One thing is clear: She is likely to be the only woman standing at the head of a list in the approaching elections, even though what remains of Bayit Yehudi is now also led by a woman, Hagit Moshe. However, it is not clear at this point whether Bayit Yehudi will be running as a separate list or together with National Union.
BESIDES BEING the granddaughter of Dr. Israel Kastner, who saved thousands of Hungarian Jews from death during the Second World War, but was murdered in Israel in 1957 after being accused of having collaborated with the Nazis (his name was cleared by the Supreme Court posthumously), Michaeli is best known for her very verbose feminism, and especially her insistence on speaking (in Hebrew) in the feminine form. Michaeli was first elected to the Knesset in 2013, and since then has accumulated an impressive legislative record, focusing in her parliamentary work on a wide range of issues in the spheres of gender equality, religion and state, LGBT rights, workers’ rights, and promotion of the peace process with the Palestinians.

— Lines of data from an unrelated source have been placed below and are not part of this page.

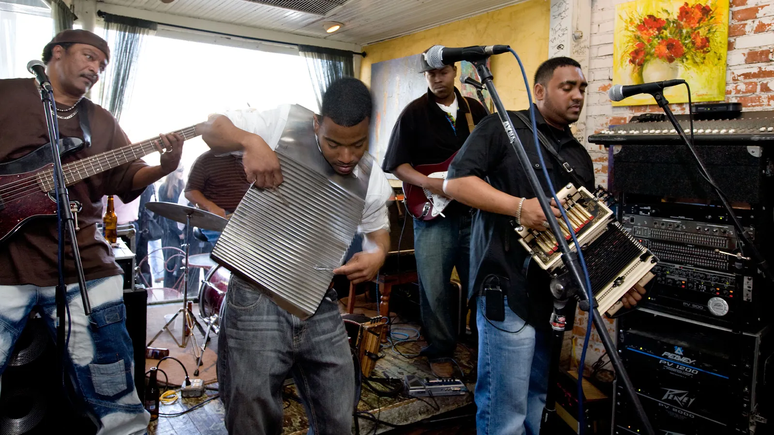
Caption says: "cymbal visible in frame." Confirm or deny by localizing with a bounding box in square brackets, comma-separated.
[145, 202, 228, 231]
[188, 254, 218, 269]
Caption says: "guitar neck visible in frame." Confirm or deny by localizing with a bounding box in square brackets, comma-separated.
[41, 125, 199, 191]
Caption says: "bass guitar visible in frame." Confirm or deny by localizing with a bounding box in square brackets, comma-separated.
[403, 153, 457, 221]
[0, 126, 199, 243]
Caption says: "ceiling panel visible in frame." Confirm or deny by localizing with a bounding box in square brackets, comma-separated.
[97, 0, 526, 45]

A year after Michaeli was elected to the Knesset in March 2014, a relaxed and humorous Benjamin Netanyahu, appeared on the satirical TV show State of the Nation (Mazav Ha’Umma) on Channel 2, which Lior Schleien, Michaeli’s non-husband (that is how Michaeli refers to him), hosted. After complaining about the incessant attacks on his beloved wife, Netanyahu jokingly said to Schleien, “Lior, you never know, perhaps someday you will be the prime minister’s wife.”

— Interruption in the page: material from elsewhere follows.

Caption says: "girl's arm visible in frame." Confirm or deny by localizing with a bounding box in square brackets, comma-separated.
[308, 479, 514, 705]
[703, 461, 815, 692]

It is extremely doubtful whether Michaeli will ever become prime minister, but in 2014 no one could have guessed that she might become leader of the Labor Party, just as a month and a half before she was elected to the job nobody believed she would manage to force the party to hold primaries for the leadership and the Knesset list against the wishes of former party leader Amir Peretz. Toward the end of November, when Peretz was still considering having the Labor Party run in the elections together with Blue and White, and Michaeli was struggling for primaries to be held in the party (she was to as far as the Tel-Aviv District Court to force the party to concede), former Labor MK Eitan Cabel, who knows a thing or two about the Labor Party, was still adamant that she didn’t stand a change.
“Hats off to her. She is really making a heroic effort, in which she will fail,” he said in an interview. “So there will be no primaries?” his interviewer persisted. “Absolutely not. As someone has said, ‘The party is deceased. There is nothing there.’”
One of the interesting questions is whether Labor under Michaeli will not only manage to pass the qualifying threshold, but if it will actually manage to muster six, seven or more Knesset seats. There is no doubt that part of the reason why Huldai’s party appears to have gone below the qualifying threshold in recent polls is because many former Laborites are once again considering voting for Labor. One must see if this trend continues, especially if Labor and the Israelis will run in a single list. In addition, Michaeli might actually muster feminist votes. Already some Mizrahi feminists have declared that they will consider voting for her, even though she represents to them the “white feminism,” which they detest. We shall see.
The writer was a researcher in the Knesset Research and Information Center until her retirement, and recently published a book in Hebrew, The Job of the Knesset Member – An Undefined Job, soon to appear in English.